[openib-general] How about ib_send_page() ?

Wed May 18 15:08:27 PDT 2005

On Tue, May 17, 2005 at 07:48:32PM -0700, Roland Dreier wrote:
...
> NAPI isn't really a throughput optimization.  It pretty much only
> helps with small packet workloads.

In general, yes, I agree. NAPI prevents the NIC from saturating
the CPU with interrupts from small packets.
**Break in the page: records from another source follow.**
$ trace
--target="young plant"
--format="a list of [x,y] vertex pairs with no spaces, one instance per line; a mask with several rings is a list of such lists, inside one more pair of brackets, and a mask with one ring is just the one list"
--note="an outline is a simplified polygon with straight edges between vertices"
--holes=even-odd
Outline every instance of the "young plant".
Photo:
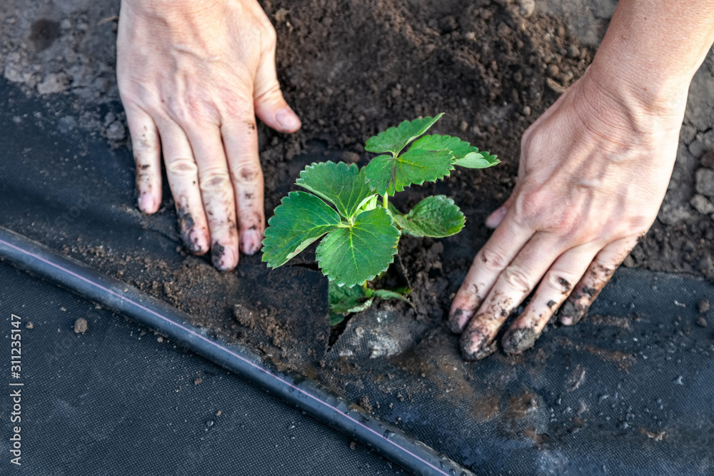
[[390,197],[412,184],[447,177],[454,166],[485,168],[498,163],[496,156],[458,137],[425,136],[443,115],[405,121],[371,138],[365,149],[380,155],[361,170],[342,162],[308,166],[296,182],[307,192],[291,192],[268,221],[263,260],[271,268],[322,238],[317,261],[330,283],[331,323],[366,309],[376,297],[406,300],[410,290],[373,290],[368,285],[393,261],[402,233],[442,238],[463,227],[463,213],[445,196],[427,197],[407,213],[390,203]]

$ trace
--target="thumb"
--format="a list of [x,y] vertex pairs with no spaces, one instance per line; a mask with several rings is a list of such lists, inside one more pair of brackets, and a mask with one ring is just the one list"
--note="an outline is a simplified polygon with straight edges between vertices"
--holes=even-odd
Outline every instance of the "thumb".
[[268,126],[281,132],[295,132],[300,119],[283,98],[275,70],[275,49],[263,54],[253,85],[256,116]]

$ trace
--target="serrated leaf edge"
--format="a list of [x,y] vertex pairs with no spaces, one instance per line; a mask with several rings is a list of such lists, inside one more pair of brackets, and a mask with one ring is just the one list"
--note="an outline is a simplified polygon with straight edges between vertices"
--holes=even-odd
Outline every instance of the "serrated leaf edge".
[[[361,213],[360,213],[359,215],[357,216],[357,218],[359,218],[359,216],[361,215],[362,213],[368,213],[370,211],[371,211],[371,210],[368,210],[368,211],[362,212]],[[397,254],[397,250],[398,250],[397,248],[399,246],[399,239],[401,238],[401,230],[400,230],[398,227],[396,227],[396,226],[394,226],[394,220],[393,220],[393,218],[392,218],[391,215],[390,215],[388,213],[387,213],[387,216],[389,217],[389,219],[391,221],[391,226],[393,226],[394,229],[396,230],[397,233],[398,233],[398,236],[397,236],[397,242],[394,245],[394,246],[392,248],[392,253],[391,253],[391,258],[392,259],[389,261],[389,263],[388,263],[386,265],[385,265],[385,266],[384,266],[384,268],[383,269],[381,269],[379,271],[375,273],[371,276],[367,276],[366,278],[365,278],[365,280],[366,281],[371,281],[373,279],[374,279],[378,274],[380,274],[381,273],[384,273],[385,271],[386,271],[387,269],[389,268],[390,265],[391,265],[393,263],[394,263],[394,255]],[[352,228],[352,226],[347,226],[346,228]],[[332,230],[331,231],[330,231],[330,233],[332,233],[333,231],[335,231]],[[328,234],[329,234],[329,233],[328,233]],[[324,238],[324,236],[323,236],[322,238]],[[316,260],[317,260],[318,267],[319,267],[319,268],[321,270],[322,270],[322,273],[324,275],[327,276],[327,280],[328,281],[335,281],[337,283],[337,285],[338,285],[340,287],[342,287],[342,286],[345,285],[344,283],[337,283],[337,280],[336,280],[333,276],[331,276],[329,274],[327,273],[326,271],[325,271],[325,270],[323,268],[323,267],[321,265],[321,263],[322,261],[322,259],[320,257],[318,257],[317,255],[316,255],[316,257],[315,258],[316,258]],[[352,285],[357,285],[357,284],[361,284],[361,283],[355,283]]]
[[[408,145],[409,145],[409,143],[411,143],[411,142],[412,142],[413,141],[414,141],[415,139],[416,139],[416,138],[418,138],[421,137],[421,136],[423,136],[424,134],[426,134],[426,131],[428,131],[429,129],[431,129],[431,127],[432,127],[432,126],[433,126],[434,124],[436,124],[436,122],[437,122],[437,121],[438,121],[439,119],[441,119],[441,116],[443,116],[443,115],[444,115],[444,113],[443,113],[443,112],[442,112],[442,113],[438,113],[438,114],[437,114],[436,116],[434,116],[433,117],[432,117],[431,116],[427,116],[426,117],[421,117],[421,118],[419,118],[419,117],[418,117],[418,118],[415,118],[415,119],[412,119],[411,121],[401,121],[401,123],[399,123],[399,124],[398,124],[398,125],[397,125],[396,126],[393,126],[392,127],[388,127],[388,128],[387,128],[386,129],[385,129],[384,131],[382,131],[381,132],[378,133],[378,134],[377,134],[376,136],[373,136],[373,137],[370,137],[370,138],[369,138],[368,139],[367,139],[367,141],[366,141],[366,143],[365,143],[365,148],[365,148],[365,150],[366,150],[366,151],[367,151],[368,152],[373,152],[374,153],[387,153],[387,152],[389,152],[389,153],[391,153],[391,154],[392,154],[392,156],[394,156],[394,157],[396,157],[397,156],[398,156],[398,155],[399,155],[399,153],[400,153],[400,152],[401,152],[401,151],[402,151],[403,150],[404,150],[404,148],[405,148],[405,147],[406,147],[407,146],[408,146]],[[384,135],[386,135],[386,134],[387,133],[387,131],[391,131],[391,130],[393,130],[393,130],[396,130],[396,131],[398,131],[398,130],[399,130],[399,128],[400,128],[400,127],[401,127],[401,126],[403,126],[403,124],[405,124],[405,123],[407,123],[407,124],[408,124],[408,123],[412,123],[412,122],[413,122],[414,121],[417,121],[417,120],[419,120],[419,119],[421,119],[421,120],[422,120],[422,121],[427,121],[427,120],[431,120],[431,119],[433,119],[433,122],[432,122],[432,123],[431,123],[431,124],[430,124],[428,127],[427,127],[427,128],[426,128],[426,129],[424,129],[423,131],[422,131],[421,133],[418,133],[418,134],[417,134],[416,136],[413,136],[413,137],[412,137],[411,138],[410,138],[410,139],[409,139],[408,141],[406,141],[406,143],[404,143],[404,145],[403,145],[403,146],[402,146],[402,148],[400,148],[400,149],[399,149],[398,151],[380,151],[380,152],[376,152],[376,151],[372,151],[372,150],[371,150],[370,148],[368,148],[370,147],[370,146],[369,146],[369,143],[369,143],[369,141],[371,141],[371,140],[372,140],[373,138],[378,138],[378,137],[379,137],[380,136],[383,136]]]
It's also one defense
against DoS attacks.

But one side effect is RX descriptor cachelines don't pingpong as
much between IO controller and CPU. NAPI also helps throughput
by improving  PCI bus utilization.  This isn't an issue for GigE
unless one has a GigE link on PCI 33Mhz/32-bit PCI bus...in this
case RX is obviously heavily favored over TX. (workaround was
to reduce the RX descriptor ring size).  At least that's what
Jamal Hadi, Robert Olsson, and I concluded in a problem we
were trying to sort out last year.

I don't know where IB and 10GigE are WRT such problems.
But I expect people closer to the HW have bus traces and are
aware of similar issues.

> Also, it helps the RX path much
> more than the TX path, which means it doesn't help much in a symmetric
> test like netperf or NPtcp.

Is netperf TCP_STREAM test symmetric?
I know netperf can run symetric workloads (e.g. TCP_RR, 1 byte message)
but my understand was web server workloads typically are asymetric
(heavily loading TX). And most of the scripts provided with netperf
try asymetric parameters.

...
> When I profile a system running IPoIB throughput tests, half or more
> of the CPU time is going to skb_copy_and_csum() and other parts of the
> core kernel's network stack, so our ability to optimize IPoIB is
> somewhat limited.  I've already dealt with all of the easy
> optimization targets from profiling in IPoIB and mthca -- with MSI-X,
> we do zero MMIO reads, and Michael Tsirkin has heavily tuned our locking.

Ok.

thanks,
grant